# Can’t trust anyone anymore!



## OneStrangeOne (Sep 10, 2016)

I must be slipping a bit because it never occurred to me that a Gentleman like @JohnnyFlake would take advantage of a simple box split like this! When I got the package out of the mailbox my first thought was, Oh **** this is heavier than it should be! No John wouldn't do that to me! I convinced myself on the way up to the house that he simply shipped box and all and that accounted for the extra weight! Well he DID send the box and of course he made sure that there wasn't enough empty space in it for anything to move around! 
This is what he used for packing materials!


----------



## Scotchpig (Apr 8, 2018)

OneStrangeOne said:


> I must be slipping a bit because it never occurred to me that a Gentleman like @JohnnyFlake would take advantage of a simple box split like this! When I got the package out of the mailbox my first thought was, Oh **** this is heavier than it should be! No John wouldn't do that to me! I convinced myself on the way up to the house that he simply shipped box and all and that accounted for the extra weight! Well he DID send the box and of course he made sure that there wasn't enough empty space in it for anything to move around!
> 
> This is what he used for packing materials!
> 
> View attachment 222994


Better than packing peanuts!

Sent from my iPhone using Tapatalk


----------



## Cherokee98 (Apr 5, 2018)

Scotchpig said:


> Better than packing peanuts!
> 
> Sent from my iPhone using Tapatalk


I'll second that


----------



## Dran (Jun 15, 2018)

Seems like the brotherly thing to do. @OneStrangeOne... He just wanted to ensure your half of the box didnt get mucked up in transit!!


----------



## WNYTony (Feb 12, 2014)

Ha ha, the old box split gag. I'm surprised you fell for that ! You need any cedar sheets ?


----------



## huffer33 (Jun 13, 2017)

Very nice trick!


----------



## Stogiepuffer (Aug 8, 2016)

Nice one .. live and learn I guess. 

Sent from my SM-G930V using Tapatalk


----------



## Pag#11 (Apr 14, 2018)

Nothing worse than things bouncing around in a box...

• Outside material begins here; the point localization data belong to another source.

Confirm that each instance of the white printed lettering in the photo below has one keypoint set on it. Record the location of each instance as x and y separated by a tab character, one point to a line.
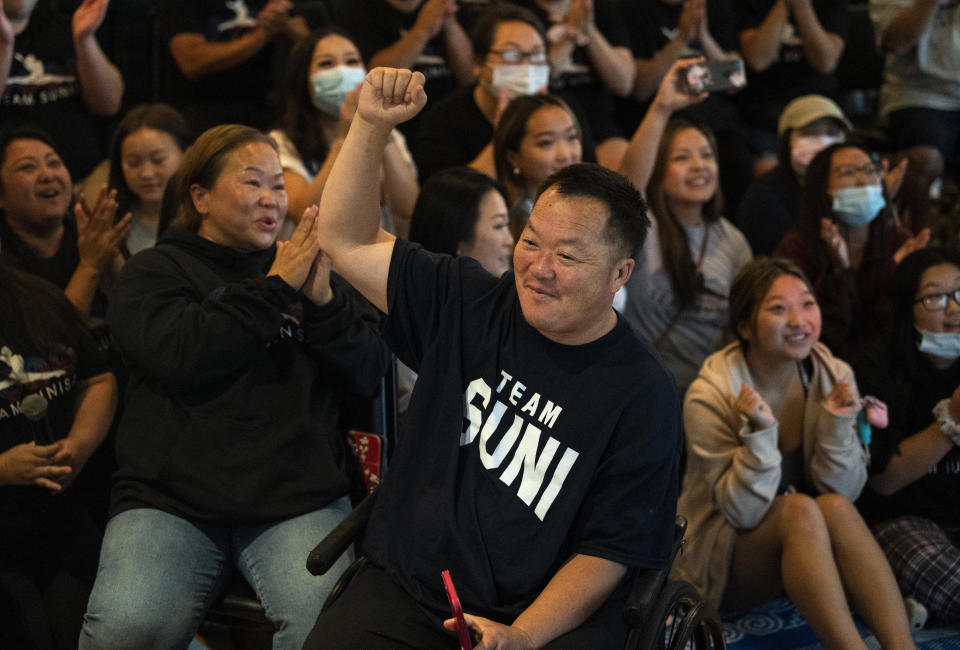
474	415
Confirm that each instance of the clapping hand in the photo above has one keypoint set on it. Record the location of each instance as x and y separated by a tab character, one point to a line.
757	411
88	17
915	243
98	236
296	257
33	464
836	244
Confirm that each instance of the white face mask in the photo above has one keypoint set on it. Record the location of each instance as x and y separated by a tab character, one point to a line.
520	79
805	147
945	345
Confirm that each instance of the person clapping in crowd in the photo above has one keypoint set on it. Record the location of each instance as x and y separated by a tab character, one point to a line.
57	400
229	455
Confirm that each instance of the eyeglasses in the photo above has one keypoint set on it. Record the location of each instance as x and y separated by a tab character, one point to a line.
938	301
513	55
849	172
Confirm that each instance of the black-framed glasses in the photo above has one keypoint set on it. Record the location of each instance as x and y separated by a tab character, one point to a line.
938	301
514	55
849	172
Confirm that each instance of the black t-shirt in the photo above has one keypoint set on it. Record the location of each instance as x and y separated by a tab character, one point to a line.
238	94
43	88
375	25
57	269
581	80
910	400
517	452
651	25
768	211
790	76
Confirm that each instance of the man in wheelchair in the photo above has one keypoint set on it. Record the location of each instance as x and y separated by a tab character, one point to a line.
539	456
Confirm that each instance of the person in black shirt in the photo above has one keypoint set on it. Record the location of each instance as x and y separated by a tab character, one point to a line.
541	446
53	73
911	500
229	456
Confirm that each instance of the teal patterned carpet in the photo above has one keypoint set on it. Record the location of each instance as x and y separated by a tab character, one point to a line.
778	626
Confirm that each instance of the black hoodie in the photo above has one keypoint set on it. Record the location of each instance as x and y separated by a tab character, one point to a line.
231	412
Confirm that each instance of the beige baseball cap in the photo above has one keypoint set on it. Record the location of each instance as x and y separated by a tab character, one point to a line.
803	110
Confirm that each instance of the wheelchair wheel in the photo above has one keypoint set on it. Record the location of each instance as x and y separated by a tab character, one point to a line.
667	625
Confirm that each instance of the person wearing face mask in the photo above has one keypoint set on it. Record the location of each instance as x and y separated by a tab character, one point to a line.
849	245
510	56
912	501
323	72
770	205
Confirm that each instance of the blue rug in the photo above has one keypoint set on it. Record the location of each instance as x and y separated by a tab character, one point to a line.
778	626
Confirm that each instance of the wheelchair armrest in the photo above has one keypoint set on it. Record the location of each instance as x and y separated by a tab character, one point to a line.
331	547
648	583
647	586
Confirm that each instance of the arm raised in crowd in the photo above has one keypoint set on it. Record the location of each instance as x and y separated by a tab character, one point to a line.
350	208
197	57
909	25
100	82
821	48
638	160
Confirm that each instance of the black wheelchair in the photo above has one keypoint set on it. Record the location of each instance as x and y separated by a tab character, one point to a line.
660	614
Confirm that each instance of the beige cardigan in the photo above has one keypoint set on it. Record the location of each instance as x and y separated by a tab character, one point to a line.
733	472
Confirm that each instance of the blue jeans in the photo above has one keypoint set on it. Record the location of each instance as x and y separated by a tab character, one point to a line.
159	574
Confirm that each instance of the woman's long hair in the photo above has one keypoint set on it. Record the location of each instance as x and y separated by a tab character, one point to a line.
816	204
678	262
512	128
300	119
160	117
448	208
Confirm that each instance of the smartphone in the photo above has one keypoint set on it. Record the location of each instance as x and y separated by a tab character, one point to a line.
713	76
463	632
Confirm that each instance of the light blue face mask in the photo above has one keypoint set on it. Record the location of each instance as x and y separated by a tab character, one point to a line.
945	345
330	87
858	206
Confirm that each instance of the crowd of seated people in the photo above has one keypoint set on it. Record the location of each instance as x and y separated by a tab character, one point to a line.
496	131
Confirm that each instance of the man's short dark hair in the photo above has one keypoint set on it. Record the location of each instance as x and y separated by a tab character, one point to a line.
627	220
481	37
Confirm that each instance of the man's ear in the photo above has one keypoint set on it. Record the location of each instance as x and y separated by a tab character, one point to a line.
201	198
622	271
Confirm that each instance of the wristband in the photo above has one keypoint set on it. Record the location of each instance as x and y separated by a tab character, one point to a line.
948	425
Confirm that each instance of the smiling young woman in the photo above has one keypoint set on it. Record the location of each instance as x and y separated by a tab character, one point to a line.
774	462
678	296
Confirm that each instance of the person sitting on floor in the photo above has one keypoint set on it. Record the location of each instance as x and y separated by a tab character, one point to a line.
773	465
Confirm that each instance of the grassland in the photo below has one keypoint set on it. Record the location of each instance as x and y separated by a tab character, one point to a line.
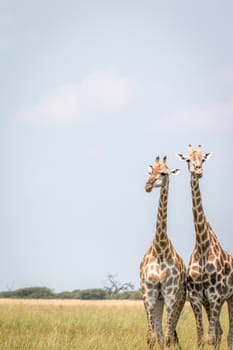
84	325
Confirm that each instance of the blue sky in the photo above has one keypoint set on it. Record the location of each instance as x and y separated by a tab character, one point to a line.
91	93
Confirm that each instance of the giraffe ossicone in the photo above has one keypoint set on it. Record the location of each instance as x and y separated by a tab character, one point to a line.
162	270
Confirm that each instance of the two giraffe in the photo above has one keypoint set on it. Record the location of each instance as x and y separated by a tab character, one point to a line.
209	275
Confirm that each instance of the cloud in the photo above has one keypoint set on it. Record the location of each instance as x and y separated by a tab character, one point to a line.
214	115
62	104
108	90
105	91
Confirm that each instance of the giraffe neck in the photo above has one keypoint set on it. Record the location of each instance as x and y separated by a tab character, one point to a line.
161	239
202	227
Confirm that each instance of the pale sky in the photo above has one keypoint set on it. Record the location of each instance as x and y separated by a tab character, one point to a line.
91	92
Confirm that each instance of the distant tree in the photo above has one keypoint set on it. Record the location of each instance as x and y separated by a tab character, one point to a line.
115	287
31	292
95	293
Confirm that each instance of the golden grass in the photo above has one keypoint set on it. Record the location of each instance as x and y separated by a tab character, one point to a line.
84	325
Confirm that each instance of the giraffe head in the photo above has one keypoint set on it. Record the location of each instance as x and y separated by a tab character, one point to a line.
159	174
195	159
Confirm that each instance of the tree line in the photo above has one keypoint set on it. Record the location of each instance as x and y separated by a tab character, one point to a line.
112	290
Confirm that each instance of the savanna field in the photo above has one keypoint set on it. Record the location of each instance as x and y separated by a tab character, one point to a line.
85	325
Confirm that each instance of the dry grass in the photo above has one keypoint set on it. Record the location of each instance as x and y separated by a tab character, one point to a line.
84	325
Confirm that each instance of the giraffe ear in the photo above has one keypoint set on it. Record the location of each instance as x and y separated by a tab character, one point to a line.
174	171
207	156
150	169
181	156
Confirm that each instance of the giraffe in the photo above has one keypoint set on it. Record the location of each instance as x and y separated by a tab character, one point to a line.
162	270
210	270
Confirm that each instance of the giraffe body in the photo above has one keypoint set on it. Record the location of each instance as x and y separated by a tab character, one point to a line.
210	270
162	271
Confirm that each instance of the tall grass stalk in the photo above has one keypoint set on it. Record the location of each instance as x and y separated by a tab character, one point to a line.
80	325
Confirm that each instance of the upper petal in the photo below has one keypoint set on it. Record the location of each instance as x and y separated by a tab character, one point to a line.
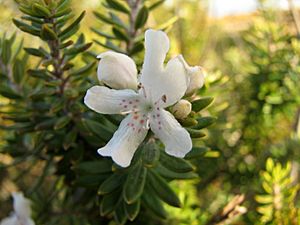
176	139
125	140
117	70
108	101
171	82
21	205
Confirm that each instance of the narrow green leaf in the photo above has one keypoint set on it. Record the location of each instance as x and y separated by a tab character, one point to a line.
117	5
132	210
155	5
35	52
196	152
175	164
62	122
120	214
163	190
18	71
6	52
201	103
164	172
151	202
108	203
72	26
41	10
111	184
141	17
119	34
195	133
69	139
94	167
205	122
47	33
135	183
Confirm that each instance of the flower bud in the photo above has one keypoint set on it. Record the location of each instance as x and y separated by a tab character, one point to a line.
182	109
195	75
117	70
196	79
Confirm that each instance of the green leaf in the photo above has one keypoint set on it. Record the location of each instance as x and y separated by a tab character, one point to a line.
150	154
73	26
195	133
6	52
69	139
175	164
8	92
151	202
201	103
47	33
135	183
108	203
62	122
94	167
102	34
84	69
35	52
26	28
47	124
155	5
18	71
205	122
120	214
98	129
137	47
163	190
111	184
196	152
117	5
119	34
141	17
41	10
133	210
164	172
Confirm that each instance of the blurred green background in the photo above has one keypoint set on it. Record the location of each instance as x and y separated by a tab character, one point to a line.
252	70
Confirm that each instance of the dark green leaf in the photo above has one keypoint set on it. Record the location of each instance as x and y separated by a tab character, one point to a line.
175	164
94	167
205	122
135	183
163	190
41	10
201	103
111	184
62	122
117	5
133	210
72	26
47	33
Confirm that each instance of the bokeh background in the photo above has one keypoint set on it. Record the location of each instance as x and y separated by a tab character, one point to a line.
250	51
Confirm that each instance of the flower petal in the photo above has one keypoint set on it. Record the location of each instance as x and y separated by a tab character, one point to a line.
125	140
21	205
117	70
171	82
176	139
108	101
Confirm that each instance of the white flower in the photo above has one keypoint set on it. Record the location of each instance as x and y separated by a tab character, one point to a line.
196	77
22	212
182	109
117	70
161	86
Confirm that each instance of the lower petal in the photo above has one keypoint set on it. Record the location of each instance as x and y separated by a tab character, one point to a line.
125	141
176	139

Sent from my SM-N910P using Tapatalk


----------



## Alrightdriver (May 2, 2017)

Suckered you in!! I love a sneak attack. 

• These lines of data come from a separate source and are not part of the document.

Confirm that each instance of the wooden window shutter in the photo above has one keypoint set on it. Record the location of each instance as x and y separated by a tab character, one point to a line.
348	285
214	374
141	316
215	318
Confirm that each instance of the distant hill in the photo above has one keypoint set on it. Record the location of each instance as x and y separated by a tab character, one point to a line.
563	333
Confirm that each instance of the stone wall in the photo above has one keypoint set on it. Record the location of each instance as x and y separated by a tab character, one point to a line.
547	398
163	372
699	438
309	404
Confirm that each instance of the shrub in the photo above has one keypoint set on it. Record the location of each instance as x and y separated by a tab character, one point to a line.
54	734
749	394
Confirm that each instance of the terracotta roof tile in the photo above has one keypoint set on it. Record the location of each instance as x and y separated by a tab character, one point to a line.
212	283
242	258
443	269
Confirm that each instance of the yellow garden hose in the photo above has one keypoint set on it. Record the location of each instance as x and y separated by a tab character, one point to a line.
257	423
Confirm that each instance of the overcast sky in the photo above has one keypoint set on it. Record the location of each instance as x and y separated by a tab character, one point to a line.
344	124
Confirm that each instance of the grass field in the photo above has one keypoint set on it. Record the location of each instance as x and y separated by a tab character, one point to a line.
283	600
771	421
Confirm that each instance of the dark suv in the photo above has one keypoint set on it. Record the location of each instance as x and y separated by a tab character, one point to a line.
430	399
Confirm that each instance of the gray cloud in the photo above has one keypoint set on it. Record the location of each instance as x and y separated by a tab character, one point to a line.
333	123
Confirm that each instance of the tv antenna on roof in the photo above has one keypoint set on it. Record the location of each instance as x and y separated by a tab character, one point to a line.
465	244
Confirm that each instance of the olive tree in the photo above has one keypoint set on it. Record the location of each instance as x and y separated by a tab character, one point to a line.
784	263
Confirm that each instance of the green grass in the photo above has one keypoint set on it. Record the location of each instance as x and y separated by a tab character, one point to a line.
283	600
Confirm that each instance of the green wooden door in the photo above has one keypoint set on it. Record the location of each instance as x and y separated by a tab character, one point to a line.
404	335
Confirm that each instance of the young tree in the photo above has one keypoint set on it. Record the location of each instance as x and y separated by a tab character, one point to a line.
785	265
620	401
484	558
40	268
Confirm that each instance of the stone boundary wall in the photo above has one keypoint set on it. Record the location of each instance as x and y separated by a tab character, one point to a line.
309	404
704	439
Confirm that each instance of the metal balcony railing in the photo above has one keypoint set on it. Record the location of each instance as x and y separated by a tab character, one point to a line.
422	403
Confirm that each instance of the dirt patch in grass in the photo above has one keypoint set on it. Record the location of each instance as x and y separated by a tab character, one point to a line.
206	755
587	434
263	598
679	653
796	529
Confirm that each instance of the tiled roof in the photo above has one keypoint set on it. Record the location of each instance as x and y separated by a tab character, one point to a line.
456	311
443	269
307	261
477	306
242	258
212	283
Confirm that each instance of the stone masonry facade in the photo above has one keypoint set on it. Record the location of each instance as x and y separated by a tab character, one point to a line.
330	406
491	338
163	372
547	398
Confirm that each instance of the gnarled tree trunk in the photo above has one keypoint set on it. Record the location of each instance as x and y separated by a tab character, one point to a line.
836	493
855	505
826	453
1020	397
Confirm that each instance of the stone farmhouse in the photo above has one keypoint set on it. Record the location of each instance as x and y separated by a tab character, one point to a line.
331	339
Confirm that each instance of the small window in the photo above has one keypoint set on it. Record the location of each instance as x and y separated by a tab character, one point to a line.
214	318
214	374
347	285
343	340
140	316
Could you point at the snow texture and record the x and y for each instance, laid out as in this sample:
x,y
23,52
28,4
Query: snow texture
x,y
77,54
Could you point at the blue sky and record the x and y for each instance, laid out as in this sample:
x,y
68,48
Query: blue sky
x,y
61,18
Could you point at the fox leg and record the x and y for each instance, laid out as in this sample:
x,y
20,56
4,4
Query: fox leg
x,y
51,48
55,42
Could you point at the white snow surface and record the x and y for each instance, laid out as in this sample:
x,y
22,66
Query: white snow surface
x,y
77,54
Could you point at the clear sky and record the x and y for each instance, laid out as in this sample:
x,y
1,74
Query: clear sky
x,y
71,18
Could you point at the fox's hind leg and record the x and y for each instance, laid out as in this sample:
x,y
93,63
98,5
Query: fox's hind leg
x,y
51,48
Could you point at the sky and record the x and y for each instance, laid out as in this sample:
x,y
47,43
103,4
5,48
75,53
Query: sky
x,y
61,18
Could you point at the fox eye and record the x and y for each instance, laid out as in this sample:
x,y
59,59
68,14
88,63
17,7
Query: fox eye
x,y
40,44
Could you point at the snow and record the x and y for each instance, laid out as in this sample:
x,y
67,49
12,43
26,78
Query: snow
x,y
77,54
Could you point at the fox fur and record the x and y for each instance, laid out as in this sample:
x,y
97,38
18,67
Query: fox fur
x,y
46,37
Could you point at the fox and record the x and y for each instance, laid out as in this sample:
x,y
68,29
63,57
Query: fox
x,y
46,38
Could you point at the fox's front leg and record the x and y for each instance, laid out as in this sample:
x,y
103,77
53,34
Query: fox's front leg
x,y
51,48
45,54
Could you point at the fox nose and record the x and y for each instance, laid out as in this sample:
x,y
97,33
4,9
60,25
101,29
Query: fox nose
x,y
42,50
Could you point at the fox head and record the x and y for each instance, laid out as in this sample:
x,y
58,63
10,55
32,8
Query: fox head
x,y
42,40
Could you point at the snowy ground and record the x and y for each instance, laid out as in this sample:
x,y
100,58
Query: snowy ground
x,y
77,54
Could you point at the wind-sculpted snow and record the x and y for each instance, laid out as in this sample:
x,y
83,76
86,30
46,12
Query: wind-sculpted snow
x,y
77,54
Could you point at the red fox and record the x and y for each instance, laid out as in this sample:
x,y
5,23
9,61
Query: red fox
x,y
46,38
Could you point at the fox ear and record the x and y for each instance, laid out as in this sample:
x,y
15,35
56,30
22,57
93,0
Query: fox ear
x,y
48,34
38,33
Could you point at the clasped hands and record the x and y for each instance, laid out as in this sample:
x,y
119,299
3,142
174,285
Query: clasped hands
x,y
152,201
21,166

Sent from my SM-S727VL using Tapatalk


----------



## Olecharlie (Oct 28, 2017)

You gotta watch out for the ole guys! Nice whooping @JohnnyFlake


----------



## csk415 (Sep 6, 2016)

Environmentally safe packing material. Nothing goes to land fill. It all goes up in smoke.


----------



## msmith1986 (Apr 24, 2017)

Good one!

Sent from my LG-H830 using Tapatalk


----------



## Rabidawise (Apr 23, 2018)

That my kinda packing material!


----------



## Hickorynut (Jun 26, 2017)

It's hard to rope @OneStrangeOne into a gotcha! Great hit @JohnnyFlake

Sent from the Stoopid Factory HR Dept....


----------



## Kidvegas (Oct 17, 2016)

Nicely done!


Sent from my iPhone using Tapatalk


----------



## TexaSmoke (Apr 13, 2018)

Well executed hit @JohnnyFlake
Nathan can't say much, he uses ziplocs full of baccy instead of bubble wrap when he packs a box.

"By the cigars they smoke and the composers they enjoy, ye shall know the texture of men's souls." - John Galsworthy


----------